In Entrop, Laskin J.A. described the differences between the Ontario and British Columbia statutes in these terms (at pp. 46-47):
“Section 11 of Ontario’s Code sets out in detail the elements of a BFOR; the comparable provision of the British Columbia, s. 13(4), provides simply that “subsections (1) and (2) do not apply with respect to a refusal, limitation, specification or preference based on a bona fide occupational requirement.” In the case of handicap discrimination, s. 17 of the Ontario Code has no counterpart in the British Columbia Code.”
As well, section 11, unlike the British Columbia Code, explicitly recognizes the distinction between adverse effect and direct discrimination when it sets out the available BFOR defence to a requirement “that is not discrimination on a prohibited ground but that results in the exclusion, restriction or preference of a group of persons who are identified by a prohibited ground of discrimination.”
There are also differences in wording between sections 11 and 17 of the Ontario Code. Firstly, the explicit recognition of the distinction between adverse effect and direct discrimination contained in section 11 is not found in section 17 of the Code. Prior to Meiorin, this difference in wording between sections 11 and 17 was interpreted as meaning that section 11 applied to cases of adverse effect discrimination and section 17 applied to cases of direct discrimination: Ontario Nurses’ Association v. Orillia Soldiers Memorial Hospital (1999), 1999 CanLII 3687 (ON CA), 42 O.R. (3d) 692.
Secondly, section 17 compels the employer to demonstrate that the complainant was incapable of performing or fulfilling essential duties or requirements because of handicap. Further, it focuses on whether the needs of the person alleging an infringement cannot be accommodated without undue hardship. Section 11 requires the employer to demonstrate that the requirement was a BFOR, which involves proof that the needs of the group of which the person is a member cannot be accommodated without undue hardship.

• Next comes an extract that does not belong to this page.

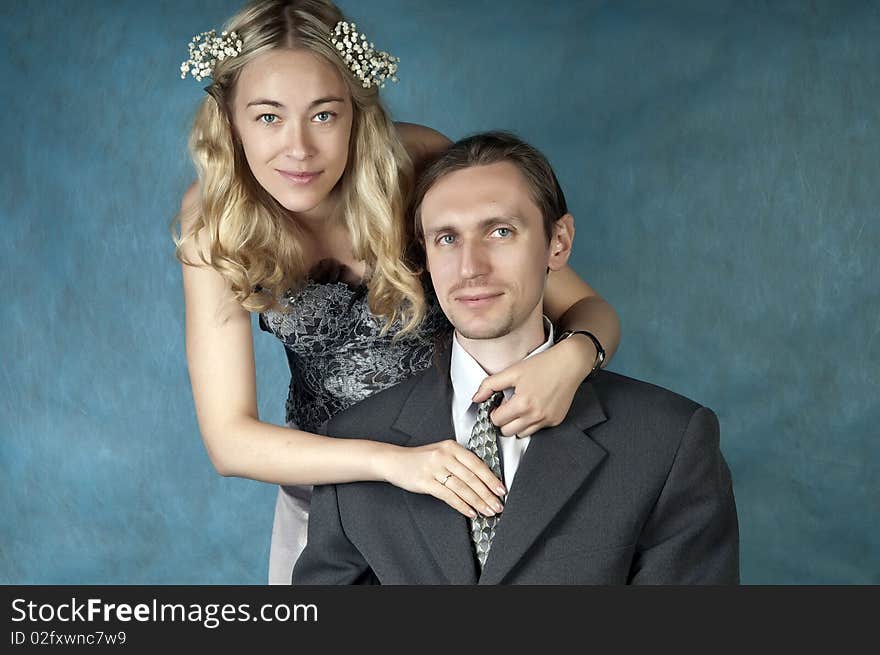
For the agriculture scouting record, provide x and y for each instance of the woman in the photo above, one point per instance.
(299, 214)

The preservation of the distinction between adverse effect discrimination and direct discrimination in the Code as well as the differences between the Ontario and British Columbia Codes raised the question as to how the Meiorin approach was to be applied in Ontario.
In Entrop, the Ontario Court of Appeal held that the unified, three-step approach articulated in Meiorin should be applied in Ontario. Laskin J.A. concluded that:
(a) Meiorin and Grismer appear to contemplate, by their breadth, an application of the test generally to discrimination claims under human rights legislation unless statutorily precluded;
(b) As McLachlin J. noted in Meiorin, a comparison of sections 11(2) and 17 of the Ontario Human Rights Code already reflects a unified approach;
(c) Although the language of section 11(1) does reflect the distinction between direct and adverse effect discrimination, the situations to which it does not apply can be limited to those few cases that can be neatly characterized as cases of direct discrimination.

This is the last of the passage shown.